SİCİL AFFI YERİNE, ISLAH EVİ: “Sicil affı yapsak da bunlar gene işlenecek. Bu işin yolu yordamı var. Geçmişte Lapta’da ıslah evi vardı, ben ne zaman yaramazlığım doruk noktasına çıktığında, nenem “bir daha bunu yaparsan ıslah evine göndereceğim” derdi. Ailenin yanından ayrılacaktın, ıslah evine gidecektin. Durumuna göre ıslah olurdun ve döndüğünde bir daha yapmazdın. İnsanları ıslah eviyle korkutun demiyorum. Bilsin ki çocuk, hapishaneye gitmeyecek ama çok ciddi ve disiplinli bir ortama gidecek. Yaşıtlarının olduğu yere gidecek.”

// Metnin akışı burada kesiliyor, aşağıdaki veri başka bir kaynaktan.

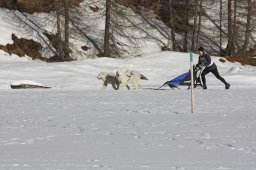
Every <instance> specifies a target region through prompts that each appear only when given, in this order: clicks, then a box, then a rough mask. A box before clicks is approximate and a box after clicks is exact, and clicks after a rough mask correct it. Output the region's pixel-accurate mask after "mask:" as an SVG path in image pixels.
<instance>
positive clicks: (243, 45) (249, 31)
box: [242, 0, 252, 54]
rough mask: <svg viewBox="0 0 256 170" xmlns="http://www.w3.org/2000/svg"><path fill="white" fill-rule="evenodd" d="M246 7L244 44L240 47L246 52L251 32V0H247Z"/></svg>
mask: <svg viewBox="0 0 256 170" xmlns="http://www.w3.org/2000/svg"><path fill="white" fill-rule="evenodd" d="M247 3H248V7H247V23H246V30H245V39H244V45H243V49H242V53H243V54H244V53H246V51H247V50H248V46H249V40H250V34H251V30H250V28H251V19H252V0H247Z"/></svg>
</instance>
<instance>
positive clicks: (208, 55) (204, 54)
mask: <svg viewBox="0 0 256 170" xmlns="http://www.w3.org/2000/svg"><path fill="white" fill-rule="evenodd" d="M204 57H205V59H206V62H205V63H203V64H204V66H209V65H210V64H211V57H210V56H209V55H208V54H204Z"/></svg>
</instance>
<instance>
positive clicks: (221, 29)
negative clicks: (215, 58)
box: [219, 0, 223, 56]
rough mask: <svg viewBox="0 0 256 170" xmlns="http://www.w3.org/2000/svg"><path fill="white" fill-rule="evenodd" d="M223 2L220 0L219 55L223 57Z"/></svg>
mask: <svg viewBox="0 0 256 170" xmlns="http://www.w3.org/2000/svg"><path fill="white" fill-rule="evenodd" d="M222 3H223V2H222V0H220V53H219V55H220V56H221V55H222V15H223V14H222V13H223V7H222Z"/></svg>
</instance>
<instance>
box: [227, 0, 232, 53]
mask: <svg viewBox="0 0 256 170" xmlns="http://www.w3.org/2000/svg"><path fill="white" fill-rule="evenodd" d="M227 39H228V44H227V47H226V55H227V56H230V55H231V54H232V51H233V46H234V45H233V41H232V40H233V31H232V0H228V37H227Z"/></svg>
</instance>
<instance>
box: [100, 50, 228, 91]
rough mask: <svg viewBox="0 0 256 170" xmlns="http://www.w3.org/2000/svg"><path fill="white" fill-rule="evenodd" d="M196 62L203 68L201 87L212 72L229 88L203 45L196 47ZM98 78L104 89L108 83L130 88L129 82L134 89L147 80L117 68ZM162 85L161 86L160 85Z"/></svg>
mask: <svg viewBox="0 0 256 170" xmlns="http://www.w3.org/2000/svg"><path fill="white" fill-rule="evenodd" d="M197 51H198V54H199V56H198V63H197V64H196V66H195V67H196V69H197V70H201V71H202V70H203V71H202V73H201V78H202V86H203V89H207V85H206V78H205V76H206V75H207V74H208V73H210V72H211V73H212V74H213V75H214V76H215V77H216V78H217V79H218V80H220V81H221V82H222V83H223V84H224V85H225V89H229V88H230V84H229V83H228V82H226V80H225V79H224V78H223V77H221V76H220V74H219V72H218V69H217V66H216V64H215V63H214V62H213V61H212V59H211V57H210V56H209V55H208V54H207V53H206V52H205V49H204V48H203V47H199V48H198V50H197ZM97 78H98V79H100V80H103V86H102V89H105V88H106V87H107V85H108V84H111V85H112V87H113V88H114V89H115V90H118V89H119V88H121V89H125V88H127V89H130V87H129V84H132V85H133V87H134V88H135V89H138V88H141V85H140V80H141V79H142V80H148V79H147V78H146V77H145V76H144V75H142V74H141V73H139V72H138V71H135V70H131V71H130V70H125V71H122V70H117V71H116V73H115V74H114V73H106V72H101V73H99V75H98V76H97ZM161 87H162V86H161Z"/></svg>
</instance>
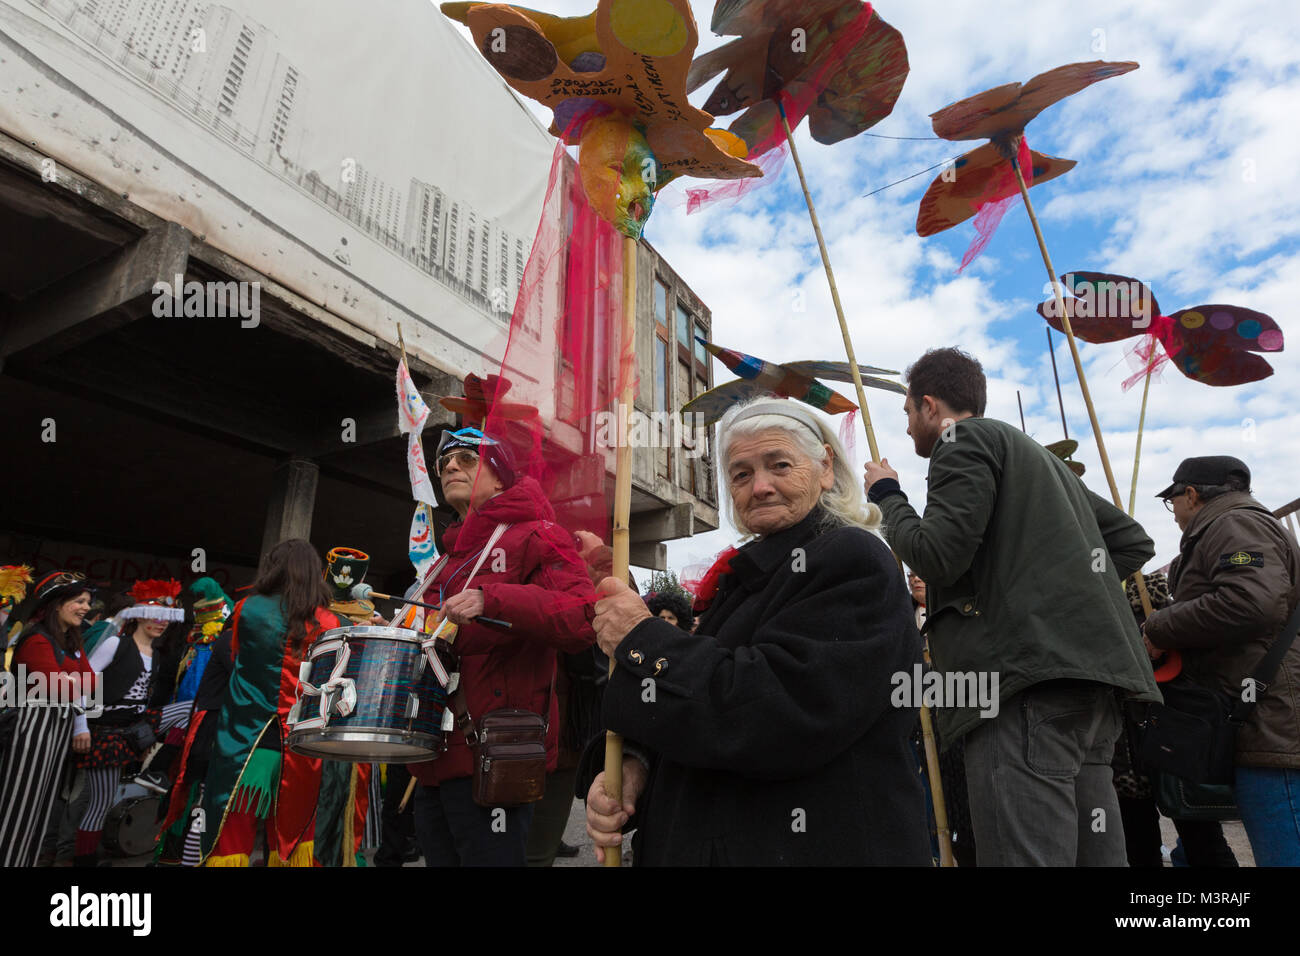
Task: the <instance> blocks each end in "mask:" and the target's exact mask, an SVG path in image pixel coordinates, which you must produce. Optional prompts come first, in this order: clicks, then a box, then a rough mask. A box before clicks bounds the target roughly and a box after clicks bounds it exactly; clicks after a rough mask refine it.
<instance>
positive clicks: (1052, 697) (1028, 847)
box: [965, 683, 1128, 866]
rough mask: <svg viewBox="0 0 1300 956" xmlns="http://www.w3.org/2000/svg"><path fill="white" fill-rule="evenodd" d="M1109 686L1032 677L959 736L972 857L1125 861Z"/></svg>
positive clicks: (1085, 864)
mask: <svg viewBox="0 0 1300 956" xmlns="http://www.w3.org/2000/svg"><path fill="white" fill-rule="evenodd" d="M1121 721H1122V718H1121V711H1119V704H1118V701H1117V700H1115V692H1114V688H1112V687H1106V685H1102V684H1076V685H1071V684H1056V683H1047V684H1035V685H1034V687H1030V688H1027V689H1024V691H1022V692H1021V693H1018V695H1015V696H1014V697H1011V698H1010V700H1008V701H1004V704H1002V706H1001V711H1000V713H998V715H997V717H996V718H992V719H988V721H985V722H983V723H982V724H980V726H979V727H976V728H975V730H972V731H970V732H969V734H967V735H966V736H965V741H966V784H967V787H969V790H970V804H971V826H972V829H974V831H975V845H976V853H978V865H979V866H1127V865H1128V862H1127V857H1126V853H1125V829H1123V823H1122V821H1121V818H1119V799H1118V796H1117V795H1115V788H1114V783H1113V779H1112V774H1110V758H1112V756H1113V754H1114V749H1115V740H1117V739H1118V736H1119V731H1121V727H1122V723H1121Z"/></svg>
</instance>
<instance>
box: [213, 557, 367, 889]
mask: <svg viewBox="0 0 1300 956" xmlns="http://www.w3.org/2000/svg"><path fill="white" fill-rule="evenodd" d="M322 572H324V567H322V564H321V559H320V555H318V554H317V553H316V550H315V549H313V548H312V545H311V542H309V541H304V540H302V538H290V540H289V541H281V542H279V544H278V545H276V546H274V548H272V549H270V551H269V553H268V554H266V557H265V558H263V563H261V568H260V570H259V572H257V579H256V580H255V581H253V583H252V592H253V593H252V596H250V597H246V598H243V600H242V601H240V602H239V604H238V605H235V613H234V617H233V618H231V627H233V631H234V633H233V636H231V654H233V658H234V667H233V670H231V674H230V685H229V689H227V692H226V697H225V702H224V705H222V708H221V711H220V714H218V715H217V722H216V737H214V740H213V745H212V752H211V757H209V761H208V774H207V779H205V782H204V792H203V803H201V810H203V813H201V814H199V826H200V827H201V834H200V848H201V857H203V864H204V865H205V866H247V865H248V862H250V856H251V853H252V851H253V847H255V845H256V843H257V836H259V830H261V829H263V826H265V831H266V865H268V866H312V865H313V862H315V856H313V845H315V829H313V823H315V818H316V800H317V797H318V795H320V779H321V762H320V761H318V760H313V758H311V757H304V756H302V754H298V753H294V752H292V750H289V749H287V748H286V745H285V740H286V736H287V732H286V727H285V721H286V718H287V717H289V710H290V709H291V708H292V705H294V701H295V698H296V696H298V670H299V665H300V663H302V661H303V658H304V656H305V653H307V649H308V648H309V646H311V644H312V641H315V640H316V637H318V636H320V633H321V632H324V631H328V630H330V628H334V627H342V622H341V620H339V618H338V615H337V614H334V613H333V611H330V610H328V605H329V601H330V593H329V588H328V587H326V585H325V579H324V574H322ZM209 719H211V718H209Z"/></svg>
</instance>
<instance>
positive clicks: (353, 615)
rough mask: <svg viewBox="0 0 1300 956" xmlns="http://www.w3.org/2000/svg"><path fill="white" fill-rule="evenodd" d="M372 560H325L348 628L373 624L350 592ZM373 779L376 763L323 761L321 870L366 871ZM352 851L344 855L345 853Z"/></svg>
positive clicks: (325, 760) (342, 550)
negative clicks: (365, 864) (369, 824)
mask: <svg viewBox="0 0 1300 956" xmlns="http://www.w3.org/2000/svg"><path fill="white" fill-rule="evenodd" d="M369 566H370V555H369V554H367V553H365V551H359V550H356V549H355V548H334V549H331V550H330V553H329V554H326V555H325V583H326V584H328V585H329V589H330V604H329V609H330V610H331V611H334V613H335V614H337V615H338V617H339V618H342V619H343V622H344V623H352V624H369V623H372V619H373V618H374V602H373V601H355V600H352V588H354V587H356V585H357V584H360V583H361V581H364V580H365V572H367V570H368V568H369ZM372 779H373V780H374V782H376V783H377V782H378V771H377V769H376V766H374V765H373V763H351V762H348V761H341V760H325V761H321V793H320V800H318V801H317V804H316V860H317V861H318V862H320V865H321V866H364V865H365V858H364V857H363V856H361V847H363V845H364V844H365V825H367V817H368V816H369V812H370V806H372V803H373V804H374V805H376V806H377V805H378V801H372V799H370V786H372ZM344 847H350V848H351V849H350V852H347V853H344V852H343V848H344Z"/></svg>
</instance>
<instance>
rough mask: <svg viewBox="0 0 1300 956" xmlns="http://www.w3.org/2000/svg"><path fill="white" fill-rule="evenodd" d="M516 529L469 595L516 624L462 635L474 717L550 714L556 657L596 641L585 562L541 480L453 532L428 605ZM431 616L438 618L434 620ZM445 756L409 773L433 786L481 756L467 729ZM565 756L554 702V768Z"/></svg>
mask: <svg viewBox="0 0 1300 956" xmlns="http://www.w3.org/2000/svg"><path fill="white" fill-rule="evenodd" d="M503 522H504V523H507V524H510V528H508V529H507V531H506V533H504V535H502V537H500V540H498V542H497V544H495V545H494V546H493V550H491V551H490V553H489V554H487V557H486V558H485V559H484V563H482V567H480V568H478V574H477V575H474V579H473V581H472V583H471V585H469V587H471V588H480V589H481V591H482V592H484V611H482V617H485V618H498V619H500V620H508V622H511V624H512V627H511V630H510V631H504V630H499V628H494V627H489V626H487V624H480V623H477V622H471V623H468V624H465V626H464V627H460V628H459V630H458V631H456V637H455V644H454V646H455V650H456V653H458V654H459V656H460V682H461V687H464V689H465V700H467V702H468V705H469V715H471V717H472V718H474V721H478V718H481V717H482V715H484V714H485V713H489V711H491V710H499V709H503V708H520V709H524V710H532V711H533V713H534V714H539V713H542V709H543V708H545V706H546V696H547V693H549V692H550V687H551V680H552V678H554V675H555V652H556V650H563V652H567V653H571V654H572V653H576V652H580V650H585V649H586V648H589V646H591V645H593V644H594V643H595V631H593V630H591V618H593V617H594V614H595V591H594V589H593V588H591V583H590V580H589V579H588V575H586V566H585V564H584V563H582V561H581V559H580V558H578V557H577V548H576V545H575V544H573V537H572V535H569V533H568V532H567V531H564V529H563V528H562V527H560V525H558V524H555V511H554V510H552V509H551V503H550V502H549V501H547V499H546V496H545V494H543V493H542V489H541V485H538V484H537V481H536V480H534V479H530V477H524V479H520V480H519V481H517V483H516V484H515V485H513V486H511V488H508V489H506V490H504V492H502V493H500V494H498V496H497V497H495V498H491V499H490V501H487V502H486V503H485V505H484V506H482V509H480V510H478V511H476V512H474V514H473V515H472V516H471V519H469V520H468V522H458V523H456V524H452V525H451V527H450V528H447V531H446V533H445V535H443V545H445V546H446V549H447V554H448V559H447V561H446V562H445V563H443V566H442V568H441V570H439V571H438V576H437V578H434V580H433V584H432V585H429V588H428V589H426V591H425V592H424V597H422V598H420V600H422V601H426V602H429V604H441V602H442V601H443V600H446V598H448V597H451V596H452V594H458V593H460V592H461V591H463V589H464V587H465V579H467V578H468V576H469V572H471V571H473V567H474V564H476V563H477V559H478V554H480V551H481V550H482V549H484V545H486V544H487V538H489V537H490V536H491V533H493V531H494V529H495V528H497V524H498V523H503ZM432 613H433V611H430V614H432ZM446 739H447V750H446V752H445V753H443V754H442V756H441V757H437V758H435V760H432V761H425V762H421V763H411V765H408V769H409V770H411V773H412V774H413V775H415V777H416V779H419V780H420V783H422V784H425V786H437V784H438V783H442V782H443V780H454V779H458V778H463V777H471V775H472V774H473V757H472V756H471V753H469V747H468V745H467V744H465V739H464V736H463V735H461V732H460V731H459V730H455V731H451V732H448V734H446ZM558 756H559V706H558V704H556V700H555V695H554V693H551V700H550V727H549V730H547V734H546V769H547V771H552V770H555V763H556V758H558Z"/></svg>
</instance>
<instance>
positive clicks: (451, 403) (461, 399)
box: [438, 372, 538, 428]
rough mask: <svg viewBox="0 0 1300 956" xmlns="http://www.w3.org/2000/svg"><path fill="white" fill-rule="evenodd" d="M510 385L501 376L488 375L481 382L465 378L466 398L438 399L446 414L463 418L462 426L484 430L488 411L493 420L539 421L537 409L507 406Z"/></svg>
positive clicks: (519, 406)
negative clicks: (504, 399) (507, 398)
mask: <svg viewBox="0 0 1300 956" xmlns="http://www.w3.org/2000/svg"><path fill="white" fill-rule="evenodd" d="M510 388H511V381H510V380H508V378H504V377H502V376H499V375H489V376H487V377H486V378H480V377H478V376H477V375H474V373H472V372H471V373H469V375H467V376H465V394H464V398H461V397H460V395H447V397H445V398H439V399H438V405H441V406H442V407H443V408H446V410H447V411H451V412H455V414H458V415H460V418H461V419H463V421H461V424H463V425H473V427H478V428H482V427H484V423H485V421H486V420H487V414H489V411H490V412H491V415H493V418H494V419H500V420H510V421H517V420H523V419H536V418H537V414H538V412H537V407H536V406H532V405H524V403H521V402H506V401H504V398H506V393H507V392H510Z"/></svg>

HRİSTOFYAS, SİYASİ DARBEDEN KORKUYOR: “Hristofyas bir takım avantajlar elde etmiş olabilir petrol ve doğalgaz inisiyatifinde ama Rum tarafında en çok konuşulan konu bizdeki gibi petrol ve doğalgaz değil, Hristofyas’ın başarısızlığıdır. Deniz üssünde patlamadan dolayı yaşanan travmayı, petrol doğalgaz morali gideremedi. Andros Kipprianu ne diyor, “1974’de askeri darbe yaptılar, şimdi de siyasi darbe yapmaya çalışıyorlar”. Yani Hristofyas’da ciddi şekilde endişe var. Çünkü ultra fanatik sağ partiler Hristofyas’a karşı cephe oluşturdular. Rum Milli Muhafız ordusunun üst kademesinde ciddi rahatsızlıklar başladı. Neden, çünkü resmigeçitte askerlere cephane verilmedi. RMMO yetkilileri “biz sağa sola mermi yağdıracak kadar sorumsuz muyuz” dedi. Hrsitoyfas, kendine karşı siyasi bir darbeden korkuyor. Bir siyasi darbe gündeme gelebilir. Bana göre petrol ve doğalgaz Rumların öfkesini kesmedi.”